L1, L2, and L3 of ILY do not insert into cholesterol-depleted membranes. Each D4 loop was substituted with a cysteine, modified with NBD, and the fluorescence emission was independently determined for each in the absence or presence of native or cholesterol-depleted hRBC ghost membranes. (a–c) ILY^A428C-NBD (a), ILY^A464C-NBD (b), or ILY^L518C-NBD (c) was incubated alone (solid line), with hRBCs (dashed line), or with hRBCs depleted of cholesterol (dotted line). (d–f) Membrane cholesterol was then restored, and insertion was determined for ILY^A428C-NBD (d), ILY^A464C-NBD (e), or ILY^L518C-NBD (f) alone (solid line) or after incubation with cholesterol-replete membranes (dotted line).

Fig. 4.

The L1–L3 loops mediate PFO binding to cholesterol-rich liposomes. Shown is SPR-binding analysis of aspartate- and glycine-substituted PFO loop mutants for residues Ala-401 (loop L2), Ala-437 (loop L3), and Leu-491 (loop L1). (a) SPR-detected binding of native PFO (solid line), PFO^A401D (dashed line), and PFO^A401G (dotted line). (b) SPR-detected binding of native PFO (solid line), PFO^A437D (dashed line), and PFO^A437G (dotted line). (c) SPR-detected binding of native PFO (solid line), PFO^L491D (dashed line), and PFO^L491G (dotted line). RU, resonance units.

Fig. 5.

Chemical modification of the undecapeptide cysteine of PFO does not prevent binding to cholesterol-rich liposomes. (a) FRET between PFO^C459-Alexa and unlabeled liposomes (solid line) or rhodamine-PE-labeled liposomes (dashed line). (b) The SPR-detected binding of native PFO (solid line) and native PFO modified at the native undecapeptide cysteine (Cys-459) with NEM (PFO^NEM) (dashed line).

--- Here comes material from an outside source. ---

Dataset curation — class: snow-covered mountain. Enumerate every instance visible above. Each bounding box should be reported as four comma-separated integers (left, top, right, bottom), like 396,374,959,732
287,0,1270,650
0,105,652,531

RU, resonance units.

Fig. 6.

Modification of the PFO undecapeptide cysteine thiol blocks membrane insertion of the undecapeptide tryptophans and conversion of the prepore to pore. (a) The intrinsic emission intensity of the tryptophans in native PFO increases as it moves from solution (solid line) to its membrane-bound state (dashed line). The emission of the tryptophans was quenched by the inclusion of the membrane-restricted collisional quencher 7-DOXYL (dotted line). (b) The experiments shown in a were repeated with native PFO that was modified at Cys-459 with NEM. (c) SDS/AGE analysis of oligomer formation by native PFO and NEM-modified PFO.

Fig. 7.

Schematic summary of the effects on pore formation of cholesterol and oxidation of the undecapeptide cysteine thiol. ILY and PFO D4 domains are depicted with membranes (gray). (Upper) After ILY binds to hCD59, the L1–L3 loops insert into the membrane in a cholesterol-dependent manner. This insertion is followed by the cholesterol-independent insertion of the undecapeptide residue Ala-486 of the undecapeptide with the subsequent formation of the pore. It is not known whether the tryptophan residues of the ILY undecapeptide insert into the membrane (they are not shown as inserted in the model). In the absence of cholesterol, Ala-486 of ILY inserts into the membrane after receptor binding, but loops L1–L3 do not, thus trapping ILY in the prepore complex. (Lower) Loops L1–L3, the undecapeptide tryptophan residues, and Cys-459 of PFO insert into the membrane in cholesterol-rich membranes. Preventing the insertion of any single L1–L3 loop prevents PFO binding to cholesterol-rich membranes, similar to the effect seen with membranes that lack cholesterol. Oxidation or modification of the Cys-459 thiol blocks membrane insertion of the undecapeptide tryptophan residues and traps PFO in the prepore complex.